Saat ini, pengunduran diri Miftachul Akhyar sedang dibawa ke Dewan Pimpinan MUI untuk diproses sesuai dengan mekanisne organisasi.
Hal ini lantaram pihak kesekjenan MUI memutuskan belum bisa menerima pengunduran diri Miftachul Akhyar dari jabatan Ketua Umum MUI.
Pasalnya, berdasarkan hasil Musyawarah Nasional (Munas) MUI ke-10 pada 2020 lalu, Miftachul seharusnya menjabat sebagai ketua umum selama lima tahun, dari 2020-2025.
Pengunduran diri Kiai Miftach akan melewati pembahasan di rapat pimpinan, rapat pleno, dan paripurna di Dewan Pimpinan MUI.
"Sesuai Pedoman Dasar dan Pedoman Rumah Tangga MUI sesuai hasil Munas X di Jakarta," kata Sekjen MUI, Amirsyah Tambunan, Rabu (9/3/2022).
Sementara itu, Waki Ketum MUI Anwar Abbas berharap agar warga dan pimpinan PBNU mengizinkan Miftachul Akhyar untuk tetap menjabat sebagai Ketua Umum MUI.

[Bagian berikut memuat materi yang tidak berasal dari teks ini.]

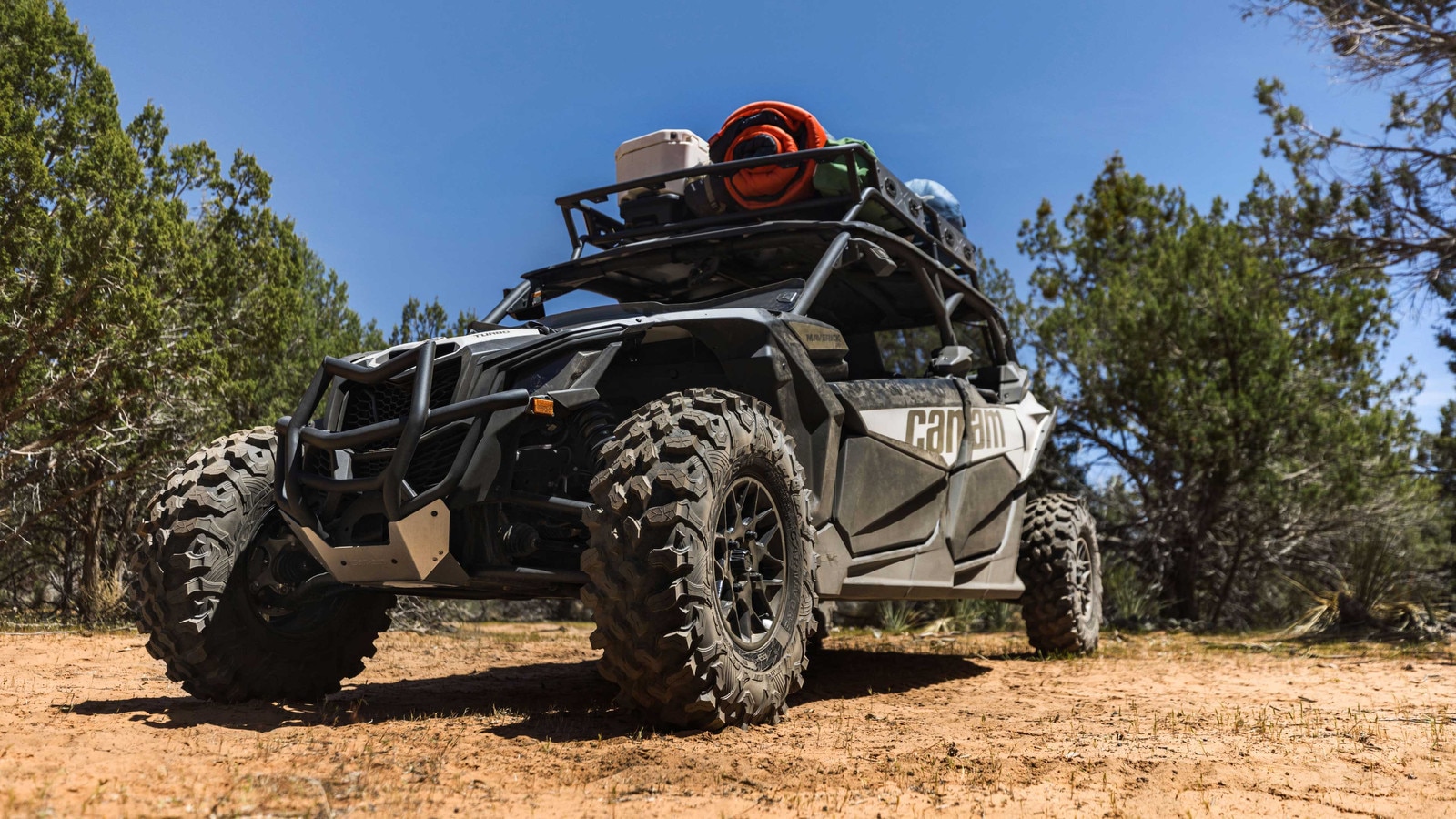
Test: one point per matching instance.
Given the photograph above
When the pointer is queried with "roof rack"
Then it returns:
(922, 225)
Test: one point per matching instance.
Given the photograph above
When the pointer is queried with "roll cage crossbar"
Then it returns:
(941, 239)
(938, 254)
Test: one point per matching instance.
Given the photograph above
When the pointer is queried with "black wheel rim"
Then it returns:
(276, 570)
(1079, 569)
(749, 560)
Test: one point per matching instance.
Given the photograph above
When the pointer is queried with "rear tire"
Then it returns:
(701, 562)
(1062, 570)
(203, 583)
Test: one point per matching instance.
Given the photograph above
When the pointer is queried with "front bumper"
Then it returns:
(398, 497)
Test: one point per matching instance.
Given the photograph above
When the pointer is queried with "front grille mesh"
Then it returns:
(368, 404)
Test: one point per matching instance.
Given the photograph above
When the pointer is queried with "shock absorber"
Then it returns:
(593, 428)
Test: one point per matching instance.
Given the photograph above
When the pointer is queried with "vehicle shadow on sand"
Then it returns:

"Insya Allah dengan jiwa besar dari pimpinan dan warga NU yang membolehkan Bapak KH Miftachul Akhyar untuk tetap memimpin MUI, kami harapkan persatuan dan kesatuan umat akan bisa kita jaga serta pelihara dan akan bisa kita buat untuk lebih kuat lagi dari masa-masa sebelumnya," ungkap Anwar, Kamis (10/3/2022).
Secara formal, sebenarnya tak ada larangan Rais Aam PBNU merangkap jabatan sebagai Ketum MUI. PBNU pun menyatakan tak masalah jika MUI menolak permintaan pengunduran diri Kiai Miftach.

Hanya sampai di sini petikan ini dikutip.